An estimated 99 kilometers (62 miles) of Puerto Rico’s shoreline has moved inland as of July 2018, according to a recent report by the Coastal Research and Planning Institute of Puerto Rico.
Hurricane Maria, a strong Category 4 hurricane, made landfall on Sept. 20, 2017, devastating the U.S. territory.
Researchers also identified 58.19 kilometers (36.2 miles) of dry beaches that have migrated inland.
The map they built shows multiple events of coastal erosion and accretion along the island’s beach planes, resulting in a new shore.
“The migration of the coastline and beaches is an important issue that everyone has to urgently address,” Maritza Barreto Orta, one of the lead researchers, said in Spanish on Wednesday while presenting the study’s findings.

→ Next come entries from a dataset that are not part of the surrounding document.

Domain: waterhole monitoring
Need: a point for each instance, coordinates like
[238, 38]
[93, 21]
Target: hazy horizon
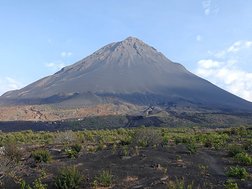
[210, 38]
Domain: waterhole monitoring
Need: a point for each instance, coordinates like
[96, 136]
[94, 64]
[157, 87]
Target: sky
[211, 38]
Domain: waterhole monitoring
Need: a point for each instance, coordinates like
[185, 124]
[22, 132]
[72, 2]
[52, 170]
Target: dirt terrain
[151, 168]
[52, 113]
[140, 158]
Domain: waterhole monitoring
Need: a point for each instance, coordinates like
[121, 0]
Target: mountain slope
[129, 71]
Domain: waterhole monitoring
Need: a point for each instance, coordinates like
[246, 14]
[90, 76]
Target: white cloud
[9, 83]
[223, 70]
[66, 54]
[57, 65]
[232, 49]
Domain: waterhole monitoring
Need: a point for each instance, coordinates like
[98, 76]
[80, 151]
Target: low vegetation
[125, 157]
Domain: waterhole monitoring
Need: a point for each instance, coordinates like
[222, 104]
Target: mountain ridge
[127, 71]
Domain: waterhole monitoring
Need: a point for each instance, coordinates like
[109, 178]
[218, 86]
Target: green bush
[145, 137]
[104, 179]
[41, 156]
[68, 178]
[238, 172]
[234, 149]
[76, 147]
[73, 151]
[243, 158]
[230, 184]
[191, 147]
[12, 151]
[37, 184]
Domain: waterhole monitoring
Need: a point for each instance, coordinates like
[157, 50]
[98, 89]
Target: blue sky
[211, 38]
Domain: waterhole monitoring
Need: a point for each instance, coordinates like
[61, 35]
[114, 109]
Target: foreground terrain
[127, 158]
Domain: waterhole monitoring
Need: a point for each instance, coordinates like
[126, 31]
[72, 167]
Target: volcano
[127, 71]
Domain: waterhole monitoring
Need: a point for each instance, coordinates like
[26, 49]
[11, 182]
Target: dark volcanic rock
[129, 71]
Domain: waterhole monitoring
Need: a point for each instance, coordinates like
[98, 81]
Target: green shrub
[191, 147]
[104, 179]
[73, 151]
[234, 149]
[41, 156]
[145, 137]
[68, 178]
[238, 172]
[37, 184]
[243, 158]
[12, 151]
[179, 184]
[230, 184]
[76, 147]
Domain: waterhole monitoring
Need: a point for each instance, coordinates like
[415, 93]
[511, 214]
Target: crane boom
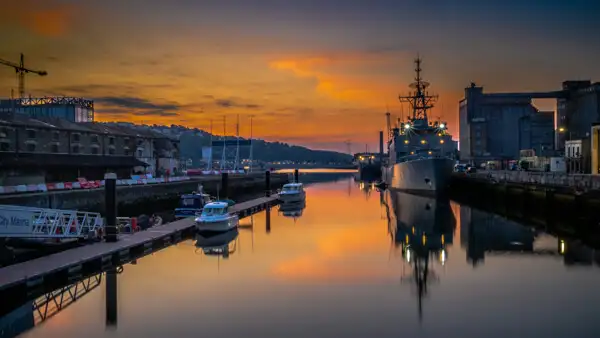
[21, 71]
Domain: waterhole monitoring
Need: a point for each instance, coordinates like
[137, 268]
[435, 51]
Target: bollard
[225, 185]
[268, 219]
[110, 203]
[268, 183]
[111, 298]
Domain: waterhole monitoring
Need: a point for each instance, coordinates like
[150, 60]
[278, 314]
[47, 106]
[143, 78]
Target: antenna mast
[209, 164]
[237, 146]
[224, 155]
[419, 99]
[251, 142]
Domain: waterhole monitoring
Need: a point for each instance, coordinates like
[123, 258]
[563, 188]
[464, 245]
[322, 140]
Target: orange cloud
[342, 77]
[47, 18]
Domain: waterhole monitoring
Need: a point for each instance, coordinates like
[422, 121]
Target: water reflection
[338, 276]
[422, 227]
[484, 234]
[221, 244]
[292, 209]
[45, 307]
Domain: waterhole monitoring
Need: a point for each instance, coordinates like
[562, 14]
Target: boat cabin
[215, 209]
[194, 201]
[292, 187]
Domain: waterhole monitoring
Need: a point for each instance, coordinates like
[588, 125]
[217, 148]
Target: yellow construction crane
[21, 71]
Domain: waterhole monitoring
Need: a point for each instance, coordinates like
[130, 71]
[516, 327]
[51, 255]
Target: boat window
[187, 202]
[213, 211]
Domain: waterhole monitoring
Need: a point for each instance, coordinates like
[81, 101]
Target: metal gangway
[30, 222]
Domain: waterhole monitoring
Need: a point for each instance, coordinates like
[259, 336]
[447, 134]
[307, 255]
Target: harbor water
[351, 262]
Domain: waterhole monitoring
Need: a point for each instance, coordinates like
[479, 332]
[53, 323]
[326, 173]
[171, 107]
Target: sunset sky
[314, 73]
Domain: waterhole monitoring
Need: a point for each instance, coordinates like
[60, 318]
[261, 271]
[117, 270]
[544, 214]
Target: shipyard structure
[504, 127]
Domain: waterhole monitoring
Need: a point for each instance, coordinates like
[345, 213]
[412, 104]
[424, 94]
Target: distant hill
[192, 140]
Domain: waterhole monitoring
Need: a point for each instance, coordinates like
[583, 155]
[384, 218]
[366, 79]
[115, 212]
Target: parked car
[460, 168]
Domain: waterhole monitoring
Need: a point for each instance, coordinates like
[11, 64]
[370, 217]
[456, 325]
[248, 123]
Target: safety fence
[82, 183]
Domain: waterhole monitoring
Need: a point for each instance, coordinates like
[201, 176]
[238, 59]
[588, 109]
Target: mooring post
[267, 183]
[268, 218]
[225, 185]
[110, 202]
[111, 298]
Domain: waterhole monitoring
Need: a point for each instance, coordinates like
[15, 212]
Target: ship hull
[369, 172]
[430, 175]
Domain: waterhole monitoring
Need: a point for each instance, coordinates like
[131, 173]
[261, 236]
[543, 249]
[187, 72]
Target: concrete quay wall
[161, 196]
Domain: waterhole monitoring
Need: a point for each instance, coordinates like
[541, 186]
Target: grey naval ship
[421, 153]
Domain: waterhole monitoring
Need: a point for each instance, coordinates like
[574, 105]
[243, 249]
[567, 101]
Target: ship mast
[419, 100]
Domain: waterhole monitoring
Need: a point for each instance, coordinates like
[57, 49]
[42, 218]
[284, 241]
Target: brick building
[48, 149]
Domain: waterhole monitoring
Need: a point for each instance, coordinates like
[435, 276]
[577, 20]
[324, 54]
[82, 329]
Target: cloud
[230, 103]
[348, 77]
[50, 18]
[136, 106]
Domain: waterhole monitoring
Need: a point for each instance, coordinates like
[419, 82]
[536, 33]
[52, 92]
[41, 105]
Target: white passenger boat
[216, 217]
[292, 192]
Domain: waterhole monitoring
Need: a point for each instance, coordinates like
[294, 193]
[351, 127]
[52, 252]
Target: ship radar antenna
[419, 99]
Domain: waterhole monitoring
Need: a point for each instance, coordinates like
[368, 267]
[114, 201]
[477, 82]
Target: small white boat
[292, 192]
[216, 217]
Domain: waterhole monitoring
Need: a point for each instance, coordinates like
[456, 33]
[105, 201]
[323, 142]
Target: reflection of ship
[292, 209]
[422, 226]
[369, 166]
[365, 186]
[219, 244]
[420, 152]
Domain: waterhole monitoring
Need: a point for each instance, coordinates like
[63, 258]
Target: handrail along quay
[19, 280]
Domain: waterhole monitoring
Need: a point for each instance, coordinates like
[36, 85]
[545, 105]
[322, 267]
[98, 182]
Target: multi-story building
[577, 111]
[49, 149]
[158, 150]
[73, 109]
[577, 156]
[499, 126]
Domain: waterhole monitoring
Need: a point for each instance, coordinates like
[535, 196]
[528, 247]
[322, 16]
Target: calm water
[341, 270]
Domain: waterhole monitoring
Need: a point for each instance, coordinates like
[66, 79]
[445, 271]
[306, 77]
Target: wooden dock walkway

Barreto Orta, a geological oceanographer specializing in coastal erosion, emphasized that failure to keep track of changing shorelines and beaches will result in poor coastal management that could cost lives and damage infrastructure.
About 2.4 million people in Puerto Rico live in coastal towns, Barreto Orta said. Close to 728,000 of these people live in high-risk flood zones.
Inland coastline migration increases the risk and magnitude of flooding for residents in coastal communities, she added.
Puerto Rico currently lacks a detailed protocol for coastal erosion management, according to the study.
Researchers hope public officials use this knowledge to determine the degree of risk their communities may face in the event of another natural disaster, inform future reconstruction and mitigation projects along the coast, and prepare for the effects of climate change.
The Coastal Research and Planning Institute of Puerto Rico conducted its study with the help of a $1.4 million grant from the Federal Emergency Management Agency.